35Cela est corroboré par l'évolution des termes qui y sont associés. Si les premières occurrences associaient à ce geste des termes variés mais encore imprécis comme « seürté » et « couvent », dans La Chevalerie d'Ogier de Danemarche, ou « fianche », dans Le Jeu de saint Nicolas, dès Anséïs de Carthage, le geste souligne une déclaration plus solennelle (cf. supra) et le fait de « jurer sa loi » se retrouve dans Buevon de Conmarchis ; Les Enfances Ogier soulignent la transition du simple « couvent » entre sarrasins (v. 2005) à l'engagement sans trahison, sans rien fausser, « loiaument » (v. 2279-2285), entre sarrasins et chrétiens. Des les textes du xive siècle, le discours souligné par le geste renvoie à la « loi de Mahon », soit par la mention explicite du nom divin ou par l'usage en contexte du déterminant possessif devant « loi »37.
36On peut donc considérer qu'au cours du xiiie siècle le motif se codifie peu à peu : il matérialise un serment d'homme(s) à homme(s), serment énoncé comme inviolable car appuyé sur une foi inébranlable, et que les faits postérieurs non seulement ne démentent pas mais très souvent exaltent, comme le soulignent les regrets de ne pouvoir revenir sur un tel engagement — et ce dès Le Jeu de saint Nicolas. Lorsque cette prestation de serment a lieu entre sarrasin(s) et chrétien(s), le doigt sur la dent fait souvent pendant à l'imposition de la main sur les reliques du côté chrétien.

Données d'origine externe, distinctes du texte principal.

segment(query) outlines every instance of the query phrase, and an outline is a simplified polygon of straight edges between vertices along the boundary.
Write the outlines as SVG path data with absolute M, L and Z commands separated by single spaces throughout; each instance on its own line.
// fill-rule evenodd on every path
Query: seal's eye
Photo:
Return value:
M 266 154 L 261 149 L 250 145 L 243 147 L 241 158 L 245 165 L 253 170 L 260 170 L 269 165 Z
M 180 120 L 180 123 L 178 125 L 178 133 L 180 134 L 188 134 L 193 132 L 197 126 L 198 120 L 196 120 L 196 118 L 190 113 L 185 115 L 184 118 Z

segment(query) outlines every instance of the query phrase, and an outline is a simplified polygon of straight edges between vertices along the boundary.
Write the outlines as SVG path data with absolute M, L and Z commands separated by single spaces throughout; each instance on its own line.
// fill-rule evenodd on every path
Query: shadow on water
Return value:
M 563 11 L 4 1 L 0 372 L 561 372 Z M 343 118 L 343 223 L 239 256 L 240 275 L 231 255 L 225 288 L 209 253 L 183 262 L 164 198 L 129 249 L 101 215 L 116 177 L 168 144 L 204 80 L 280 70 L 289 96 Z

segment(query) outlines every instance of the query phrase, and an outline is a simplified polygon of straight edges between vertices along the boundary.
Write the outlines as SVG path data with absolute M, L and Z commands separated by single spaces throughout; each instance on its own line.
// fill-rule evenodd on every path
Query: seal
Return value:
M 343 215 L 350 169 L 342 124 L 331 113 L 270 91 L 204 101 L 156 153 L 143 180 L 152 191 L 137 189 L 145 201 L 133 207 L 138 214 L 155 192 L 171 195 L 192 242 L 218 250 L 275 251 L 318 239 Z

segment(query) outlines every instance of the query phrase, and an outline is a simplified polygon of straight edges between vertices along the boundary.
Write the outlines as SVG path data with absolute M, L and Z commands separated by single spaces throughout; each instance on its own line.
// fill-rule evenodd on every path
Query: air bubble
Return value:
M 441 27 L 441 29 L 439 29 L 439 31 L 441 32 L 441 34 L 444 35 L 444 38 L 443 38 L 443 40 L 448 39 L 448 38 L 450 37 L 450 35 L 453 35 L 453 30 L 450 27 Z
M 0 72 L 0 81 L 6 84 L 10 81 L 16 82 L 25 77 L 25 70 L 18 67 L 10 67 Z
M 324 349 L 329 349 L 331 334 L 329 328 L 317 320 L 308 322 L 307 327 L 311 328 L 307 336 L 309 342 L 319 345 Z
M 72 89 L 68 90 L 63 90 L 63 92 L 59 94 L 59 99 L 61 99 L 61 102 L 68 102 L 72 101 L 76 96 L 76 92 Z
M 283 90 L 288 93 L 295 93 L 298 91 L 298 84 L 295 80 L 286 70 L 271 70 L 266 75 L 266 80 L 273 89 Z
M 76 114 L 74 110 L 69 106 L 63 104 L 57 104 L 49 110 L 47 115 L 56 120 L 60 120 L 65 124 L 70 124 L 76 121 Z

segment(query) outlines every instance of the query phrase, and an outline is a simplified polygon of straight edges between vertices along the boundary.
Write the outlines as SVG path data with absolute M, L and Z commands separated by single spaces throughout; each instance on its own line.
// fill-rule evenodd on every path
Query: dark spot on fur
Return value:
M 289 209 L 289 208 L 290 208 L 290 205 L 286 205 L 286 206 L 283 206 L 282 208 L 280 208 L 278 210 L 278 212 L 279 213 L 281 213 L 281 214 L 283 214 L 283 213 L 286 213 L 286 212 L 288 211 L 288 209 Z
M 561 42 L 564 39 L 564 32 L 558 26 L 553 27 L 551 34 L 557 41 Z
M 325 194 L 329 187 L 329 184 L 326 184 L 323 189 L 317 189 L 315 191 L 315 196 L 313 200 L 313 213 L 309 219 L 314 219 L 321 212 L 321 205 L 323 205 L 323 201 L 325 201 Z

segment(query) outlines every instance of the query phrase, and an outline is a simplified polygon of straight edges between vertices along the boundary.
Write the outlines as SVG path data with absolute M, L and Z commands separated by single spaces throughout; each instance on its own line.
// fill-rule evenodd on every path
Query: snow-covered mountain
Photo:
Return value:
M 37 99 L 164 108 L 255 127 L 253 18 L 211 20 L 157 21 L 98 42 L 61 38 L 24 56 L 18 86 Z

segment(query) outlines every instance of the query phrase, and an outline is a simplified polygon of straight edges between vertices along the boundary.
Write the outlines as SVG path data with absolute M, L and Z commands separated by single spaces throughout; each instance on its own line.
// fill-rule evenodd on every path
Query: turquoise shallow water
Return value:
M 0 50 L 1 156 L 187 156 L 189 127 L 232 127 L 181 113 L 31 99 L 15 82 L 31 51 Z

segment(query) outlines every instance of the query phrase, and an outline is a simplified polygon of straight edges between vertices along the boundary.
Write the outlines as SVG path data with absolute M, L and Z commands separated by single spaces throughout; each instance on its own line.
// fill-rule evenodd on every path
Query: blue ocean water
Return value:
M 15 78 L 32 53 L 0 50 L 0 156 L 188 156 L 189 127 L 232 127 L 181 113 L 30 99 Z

37Il est assez logique de trouver de nombreuses mentions appuyées d'explications du geste dans le second cycle des Croisades, mais au-delà de la nécessité de peindre la confrontation des chrétiens et des musulmans et de différencier les partis en présence dans leurs actes et leurs gestes, il semble que le geste ait acquis à cette époque le statut de stéréotype et qu'il soit introduit assez spontanément dès que la narration s'y prête. C'est ainsi qu'il est mentionné dans Karlmeinet38 : s'il est impossible de savoir si le geste apparaissait déjà dans Mainet, étant donné l'état très fragmentaire du texte, il s'avère que l'épisode est très différent aussi bien dans le Charlemagne de Girart d'Amiens39, dont le schéma narratif est proche de Mainet, que dans le Karleto40 ou Ly Myreur des histors de Jean d'Outremeuse, alors que cet auteur connaît par ailleurs la gestuelle attribuée aux sarrasins41. Il y a donc remodelage du récit traditionnel.
38Il reste que le geste conserve une certaine imprécision, révélatrice des doutes qui subsistent quant à son interprétation. On constate en effet que le doigt n'est jamais précisé, pas plus que la dent d'ailleurs. Or, son choix n'est pas indifférent. S'il s'agit du pouce, le geste est surtout un mouvement qui consiste à faire claquer son ongle en le passant sous une dent du haut, incisive ou canine. C'est l'interprétation induite par la didascalie introduite par Albert Henry dans son édition du Jeu de saint Nicolas (à savoir « Le roi fait claquer son ongle sur sa dent ») et les commentaires d'Henri Rey-Flaud42. Certes, le verbe hurter implique à la fois un mouvement vif et producteur de bruit, et évoque donc plutôt le claquement de l'ongle du pouce soulignant l'expression du rien, du « même pas ça »43.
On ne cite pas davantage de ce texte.